COLUMBUS, Ohio — Ohio Health Director Dr. Bruce Vanderhoff said Friday that COVID-19 patients are straining health systems in the state as some hospitals begin postponing elective surgeries.
COVID-19 cases in Ohio have risen to levels similar to last winter, he said, explaining that the delta variant is continuing to drive the current wave.
“It’s important for us to look back and think about how we were living in January, February, and as we think ahead to the future, how important it is for us to take steps to avoid these repeated waves of COVID-19 that place lives at risk and crowd our hospital beds,” Vanderhoff said. “Now, a real concern is that our hospitals are busier than ever."
Vanderhoff was joined Friday for a news conference featuring Ohio’s three hospital zone leads for coronavirus response, who warned that Ohio doctors and nurses could become overwhelmed if the surge does not peak soon.
In central Ohio, four hospitals are delaying some elective surgeries, and one opened an emergency tent to treat ER patients, Ohio State Wexner Medical Center Chief Clinical Officer Dr. Andrew Thomas said. Earlier in the day, a 19-bed emergency department in the region was hit with a rush and had 11 patients waiting for beds who needed to be transferred to other hospitals, Thomas said.
Due to the worsening COVID-19 hospitalization numbers, Ohio hospitals are having to turn down requests from southern states that are flooded with COVID-19 patients. If a patient doesn’t have Ohio roots, Wexner does not have the capacity to take them.
The first call for transfer requests came two weeks ago from Texas emergency management officials, Thomas said.
“They wanted to fly individual patients here on fixed-wing airplanes, jets, because they were out of beds,” he said. “Unfortunately, we knew this train was coming down the tracks, and made the decision to not engage in that discussion to transfer patients from Texas here.”
Calls for patient transfers are coming from multiple other southern states, hospital officials said.
The Cleveland Clinic is accepting a limited number of out-of-state patients, mainly those needing complex transplants, which is a specialty of the health system, said Dr. Robert Wylie, chief of medical operations. Other than that, the Cleveland Clinic's capacity is very limited and the hospitals' forecasts show matters are likely to get worse, he said.
“We had a peak before in the wintertime of about 5,100 patients in Ohio. We are hoping this peaks out about 3,000, but that's only a guess, as our models are only a guess of what's going to happen. It could be more than that, like Florida, which is actually a little bit more vaccinated than Ohio,” he said.
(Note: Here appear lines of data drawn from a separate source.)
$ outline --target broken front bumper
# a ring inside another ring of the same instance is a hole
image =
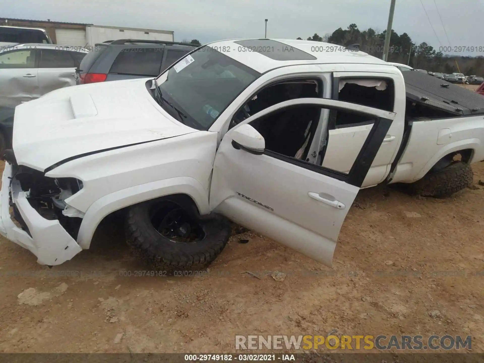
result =
[[[42,265],[60,265],[82,249],[58,220],[46,219],[30,205],[28,192],[12,177],[12,166],[5,163],[0,191],[0,234],[27,248]],[[28,231],[17,227],[10,216],[11,202],[22,216]]]

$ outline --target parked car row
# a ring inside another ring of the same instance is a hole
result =
[[[466,84],[480,85],[484,82],[484,77],[478,76],[465,76],[462,73],[453,73],[452,75],[440,72],[433,72],[424,69],[415,69],[406,64],[400,63],[393,63],[389,62],[392,65],[398,68],[402,72],[408,71],[417,71],[422,73],[425,73],[441,79],[450,82],[451,83],[465,83]]]
[[[11,31],[10,28],[0,28],[3,32],[0,34],[6,33],[5,29]],[[0,39],[18,40],[13,35],[6,37]],[[0,48],[0,155],[11,146],[16,106],[63,87],[154,77],[196,47],[132,39],[97,44],[90,51],[47,43],[3,46]]]

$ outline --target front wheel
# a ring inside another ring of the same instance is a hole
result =
[[[153,270],[203,270],[222,252],[230,236],[228,220],[200,216],[191,199],[172,196],[130,207],[126,238],[135,254]]]

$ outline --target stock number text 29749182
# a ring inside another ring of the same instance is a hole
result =
[[[275,354],[185,354],[184,358],[185,362],[274,362],[276,356]]]

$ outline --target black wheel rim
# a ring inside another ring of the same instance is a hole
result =
[[[173,242],[194,243],[205,238],[199,221],[173,202],[155,205],[150,211],[150,220],[156,232]]]

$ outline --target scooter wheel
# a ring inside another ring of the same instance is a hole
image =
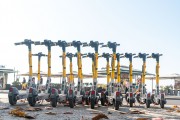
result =
[[[89,105],[89,100],[88,100],[88,98],[86,98],[86,105]]]
[[[29,97],[28,102],[30,106],[34,106],[36,104],[35,97]]]
[[[130,107],[133,107],[133,101],[132,100],[129,100],[129,105],[130,105]]]
[[[101,98],[101,105],[104,106],[104,103],[105,103],[105,98]]]
[[[119,105],[120,105],[120,101],[115,101],[114,103],[115,110],[119,110]]]
[[[155,102],[155,98],[154,98],[154,94],[151,95],[151,101],[152,101],[152,103],[154,103],[154,104],[156,103],[156,102]]]
[[[126,102],[129,103],[129,101],[128,101],[128,93],[125,94],[125,100],[126,100]]]
[[[160,101],[160,107],[164,108],[164,101],[162,101],[162,100]]]
[[[91,99],[91,109],[94,109],[95,106],[95,99]]]
[[[146,100],[146,108],[150,108],[150,104],[151,104],[151,101],[150,100]]]
[[[69,100],[69,106],[70,108],[74,108],[74,99]]]
[[[57,106],[57,98],[51,98],[51,106],[56,107]]]
[[[9,104],[15,105],[17,103],[16,95],[8,96]]]
[[[141,103],[140,94],[137,94],[137,95],[136,95],[136,100],[138,101],[138,103]]]

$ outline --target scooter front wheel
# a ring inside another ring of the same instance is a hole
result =
[[[70,108],[74,108],[74,99],[69,100],[69,106]]]
[[[130,107],[133,107],[133,101],[132,100],[129,100],[129,105],[130,105]]]
[[[164,101],[163,100],[160,100],[160,107],[164,108]]]
[[[91,99],[91,109],[94,109],[94,106],[95,106],[95,100]]]
[[[105,97],[101,98],[101,105],[104,106],[105,103]]]
[[[150,100],[146,100],[146,108],[150,108],[150,104],[151,104],[151,101]]]
[[[17,103],[16,95],[8,96],[9,104],[15,105]]]
[[[29,97],[28,102],[30,106],[34,106],[36,104],[35,97]]]
[[[51,98],[51,106],[56,107],[57,106],[57,98]]]
[[[120,101],[115,101],[114,107],[115,110],[119,110]]]

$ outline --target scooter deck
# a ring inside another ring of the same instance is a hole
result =
[[[49,99],[49,93],[39,93],[38,94],[38,100],[45,100]]]
[[[20,99],[26,99],[28,97],[28,93],[20,93],[18,96],[17,96],[17,100],[20,100]]]

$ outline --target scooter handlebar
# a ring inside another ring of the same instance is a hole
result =
[[[101,48],[103,48],[103,47],[108,47],[108,45],[102,45]]]

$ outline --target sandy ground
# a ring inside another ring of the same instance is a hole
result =
[[[9,114],[9,111],[17,106],[22,108],[30,107],[27,102],[22,103],[18,102],[15,106],[10,106],[7,99],[7,94],[0,94],[0,107],[6,106],[9,109],[0,110],[0,120],[25,120],[25,118],[15,117]],[[160,109],[160,106],[151,105],[151,108],[145,108],[144,105],[139,106],[136,103],[136,106],[130,108],[124,102],[124,105],[120,107],[118,111],[113,110],[112,106],[100,106],[95,107],[94,110],[90,109],[90,106],[77,105],[75,108],[71,109],[67,106],[58,105],[52,110],[47,110],[45,107],[49,106],[48,102],[43,104],[36,104],[35,107],[40,107],[42,111],[32,111],[27,114],[36,116],[38,120],[81,120],[82,116],[84,120],[91,120],[97,113],[103,113],[108,116],[110,120],[136,120],[138,118],[163,118],[163,119],[180,119],[180,113],[173,111],[168,112],[167,110],[172,107],[172,105],[165,105],[164,109]],[[180,105],[179,105],[180,107]],[[145,112],[145,114],[121,114],[120,112],[129,112],[130,110],[139,110]],[[47,115],[46,112],[53,112],[56,115]],[[65,112],[71,112],[72,114],[64,114]]]

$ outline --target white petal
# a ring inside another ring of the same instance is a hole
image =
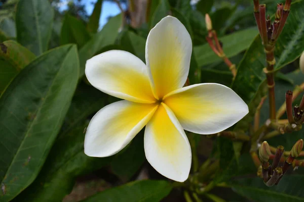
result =
[[[190,35],[177,19],[167,16],[151,30],[146,43],[146,63],[158,97],[184,84],[192,53]]]
[[[164,102],[183,128],[208,134],[233,126],[248,113],[248,107],[231,88],[217,83],[195,84],[166,95]]]
[[[160,105],[144,131],[147,160],[159,173],[179,182],[188,178],[191,167],[191,148],[174,114]]]
[[[141,103],[154,103],[147,76],[142,61],[130,53],[112,50],[87,61],[86,75],[95,88],[109,95]]]
[[[85,138],[85,153],[105,157],[124,148],[150,120],[155,104],[122,100],[99,110],[93,117]]]

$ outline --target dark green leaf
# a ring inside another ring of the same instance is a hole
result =
[[[79,85],[47,162],[37,178],[15,201],[62,201],[70,192],[77,177],[110,162],[112,158],[89,157],[84,152],[87,118],[104,106],[106,97],[92,86]]]
[[[192,28],[190,25],[190,22],[187,18],[185,18],[179,11],[172,9],[171,9],[172,15],[177,18],[185,26],[187,31],[189,32],[191,38],[193,39],[193,33],[192,33]]]
[[[48,49],[54,12],[47,0],[20,0],[16,9],[18,42],[39,56]]]
[[[152,29],[163,18],[169,14],[170,5],[168,0],[160,0],[160,3],[155,10],[151,19],[150,29]]]
[[[97,31],[99,27],[99,19],[101,13],[101,7],[103,0],[98,0],[96,3],[93,13],[89,19],[89,22],[87,25],[88,30],[90,32],[95,33]]]
[[[211,14],[210,18],[212,21],[213,29],[218,31],[222,28],[227,19],[233,14],[235,10],[235,8],[223,7]]]
[[[5,18],[0,22],[0,30],[9,38],[16,38],[16,25],[14,20]]]
[[[122,23],[121,15],[110,18],[101,31],[96,33],[79,50],[80,77],[82,77],[85,74],[85,66],[87,60],[92,58],[105,46],[114,43]]]
[[[203,83],[220,83],[229,86],[232,82],[233,76],[231,72],[219,71],[212,69],[203,69],[202,72],[202,82]]]
[[[59,132],[77,84],[75,46],[65,45],[33,61],[0,98],[0,179],[15,197],[34,180]]]
[[[214,0],[201,0],[196,5],[197,10],[203,15],[210,12],[213,5]]]
[[[169,194],[171,189],[165,181],[137,181],[106,190],[84,201],[157,202]]]
[[[302,37],[304,22],[302,20],[304,18],[304,13],[302,12],[304,4],[302,2],[302,1],[295,2],[291,5],[287,24],[280,36],[281,39],[277,43],[278,48],[275,53],[279,59],[277,59],[276,70],[293,61],[303,51],[302,48],[299,48],[304,46],[304,37]],[[290,36],[293,36],[295,40],[291,38]],[[296,45],[294,46],[297,40]],[[285,48],[283,49],[283,47]],[[232,85],[232,88],[247,104],[250,103],[259,86],[265,79],[263,68],[266,62],[263,49],[260,37],[256,36],[239,65],[238,73]]]
[[[230,58],[247,48],[257,33],[256,28],[250,28],[229,34],[219,39],[223,43],[224,53],[228,58]],[[199,67],[222,60],[212,51],[207,43],[195,46],[194,50]]]
[[[0,44],[0,94],[20,70],[35,58],[33,53],[15,41]]]
[[[233,190],[255,201],[304,201],[304,176],[284,175],[278,185],[269,187],[259,178],[243,179],[233,183]]]
[[[143,136],[138,134],[126,150],[120,152],[111,163],[114,174],[127,182],[138,171],[145,160]]]
[[[120,41],[124,50],[136,56],[145,63],[145,38],[130,31],[125,32]]]
[[[65,16],[60,35],[61,45],[76,43],[78,48],[80,48],[90,38],[82,22],[68,14]]]

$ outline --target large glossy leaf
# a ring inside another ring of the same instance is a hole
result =
[[[304,201],[304,175],[284,175],[278,185],[269,187],[259,178],[242,179],[233,183],[233,190],[254,201]]]
[[[26,66],[0,98],[1,201],[38,174],[70,104],[79,66],[75,46],[52,49]]]
[[[156,8],[151,19],[150,29],[152,29],[162,19],[169,15],[170,4],[168,0],[160,0],[160,3]]]
[[[68,14],[65,16],[61,28],[60,44],[76,43],[80,48],[90,38],[82,22]]]
[[[54,12],[47,0],[20,0],[16,13],[17,40],[36,56],[48,49]]]
[[[196,5],[197,10],[203,15],[209,13],[213,5],[214,0],[204,1],[200,0]]]
[[[298,58],[304,46],[304,4],[302,1],[295,2],[291,7],[286,25],[280,36],[275,52],[278,70]],[[299,48],[299,47],[302,47]],[[283,48],[284,47],[284,48]],[[258,86],[265,78],[263,68],[265,65],[265,56],[259,36],[255,39],[239,64],[238,73],[232,88],[249,103]]]
[[[171,189],[166,181],[137,181],[106,190],[84,201],[157,202],[167,196]]]
[[[121,15],[110,18],[101,31],[96,33],[79,50],[80,77],[82,77],[85,74],[85,67],[87,60],[92,58],[103,47],[114,43],[122,23]]]
[[[145,38],[130,31],[126,31],[120,40],[124,50],[136,56],[145,63]]]
[[[81,83],[63,125],[37,178],[15,201],[58,201],[69,193],[75,179],[110,163],[111,158],[92,158],[84,152],[87,118],[101,109],[107,95]]]
[[[226,56],[230,58],[247,49],[257,33],[257,29],[253,27],[220,38]],[[207,43],[195,46],[194,51],[200,67],[222,60],[212,51]]]
[[[35,59],[30,51],[13,40],[0,44],[0,94],[20,70]]]
[[[95,33],[97,31],[99,27],[99,19],[101,13],[101,7],[103,0],[98,0],[96,3],[93,13],[89,19],[89,22],[87,25],[87,28],[90,32]]]
[[[115,156],[111,168],[123,182],[127,182],[138,171],[145,160],[143,136],[138,134],[125,149]]]
[[[284,103],[285,99],[285,94],[288,90],[293,90],[296,85],[299,85],[304,82],[304,75],[299,70],[296,70],[286,75],[286,77],[292,81],[293,84],[284,80],[279,80],[276,81],[276,88],[275,89],[276,95],[276,107],[277,109]],[[293,102],[295,105],[299,105],[302,98],[303,93],[300,93],[298,97]],[[261,123],[264,123],[269,118],[268,112],[269,111],[269,103],[266,100],[263,107],[261,110],[260,121]],[[286,114],[282,119],[287,118]],[[294,131],[291,133],[286,133],[284,135],[279,135],[277,137],[267,140],[267,141],[272,145],[276,147],[281,145],[284,147],[285,150],[289,150],[294,143],[300,139],[304,139],[303,129],[298,131]]]
[[[5,18],[0,21],[0,30],[9,38],[16,38],[16,25],[10,18]]]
Wylie said that the hospitals in his zone in the northern part of the state have not yet had to defer patients in need of elective surgeries.
Ohio reported 4,855 COVID-19 cases on Friday, as seven-day average infections rose to 3,913. According to the Ohio Hospital Association, 2,127 patients were hospitalized with COVID-19 in Ohio on Friday.
“It feels like where we were in mid-December. It feels like where we hear hospitals in Florida have been, say over the past 4-6 weeks,” Thomas said. “This is going to be a difficult road if cases don't peak soon and hospitalizations don’t peak soon.”